Je vois aussi revenir les mêmes pièges :
- Choisir une surface trop poreuse près de la cuisson, puis la regretter au premier nettoyage.
- Oublier les découpes autour des prises, ce qui complique la pose et casse l’effet final.
- Multiplier les motifs alors que le plan de travail est déjà très présent visuellement.
- Sous-estimer les joints, qui peuvent devenir le point faible d’une crédence pourtant correcte.
- Privilégier uniquement la photo d’ambiance et oublier la réalité des éclaboussures.
À mon sens, le bon choix n’est pas celui qui impressionne tout de suite, mais celui qui reste juste dans six mois, après des dizaines de nettoyages. C’est précisément là que la pose et l’entretien prennent toute leur importance.
Pose, entretien et budget à anticiper
Je commence toujours par une vérification très simple : le support doit être propre, sec et le plus plat possible. Sur un mur irrégulier ou sur un ancien carrelage mal préparé, même une belle crédence peut donner un résultat moyen. La qualité de la préparation compte souvent autant que celle du matériau.
Pour la pose, trois points méritent une vraie attention : les découpes autour des prises, les joints de finition près de l’évier et la zone derrière la plaque. Si la crédence est collée ou vissée, il faut aussi vérifier la compatibilité avec la chaleur et l’humidité, surtout dans les zones les plus sollicitées. Les solutions adhésives sont pratiques pour une rénovation rapide, mais je les réserve plutôt aux usages légers ou aux cuisines où l’on accepte une durabilité plus modeste.
Côté entretien, je recommande une logique simple : éponge douce, produit non abrasif, essuyage régulier. Les surfaces lisses se nettoient vite, alors que les reliefs et les joints demandent plus de patience. Plus une cuisine est utilisée, plus cette différence devient visible.

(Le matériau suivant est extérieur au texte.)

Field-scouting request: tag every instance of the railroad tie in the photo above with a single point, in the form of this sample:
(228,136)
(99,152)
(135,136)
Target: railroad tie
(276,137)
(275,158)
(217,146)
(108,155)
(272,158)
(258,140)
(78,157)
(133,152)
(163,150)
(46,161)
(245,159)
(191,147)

Pour le budget, voici les repères que je garde en tête : 15 à 50 € / m² pour du carrelage hors pose, 100 à 300 € / m² pour du verre ou de l’inox, 300 à 400 € / m² pour du quartz, et souvent 40 à 70 € pour un panneau adhésif standard. La pose par un artisan dépend surtout des découpes, du niveau du mur et du nombre d’ouvertures, donc elle peut faire varier fortement la facture finale. Avec ces repères, il devient plus simple de choisir une crédence qui ne déçoit pas à l’usage.
La crédence qui vieillit bien dans une cuisine vécue
Si je devais résumer ma manière de choisir, je dirais ceci : je cherche une crédence facile à nettoyer, cohérente avec le rythme de la cuisine et assez durable pour ne pas devenir un sujet de regrets. Dans une maison où l’on cuisine souvent, la priorité va à la résistance et à l’entretien. Dans une cuisine d’appoint ou une rénovation légère, une solution plus simple peut suffire, à condition d’assumer ses limites.
La meilleure décision est souvent la plus sobre : un matériau stable, une hauteur bien calculée, des découpes propres et une finition qui supporte la vie quotidienne. Ce sont ces détails, plus que le motif ou la couleur seule, qui font qu’une crédence reste belle quand la cuisine commence vraiment à servir.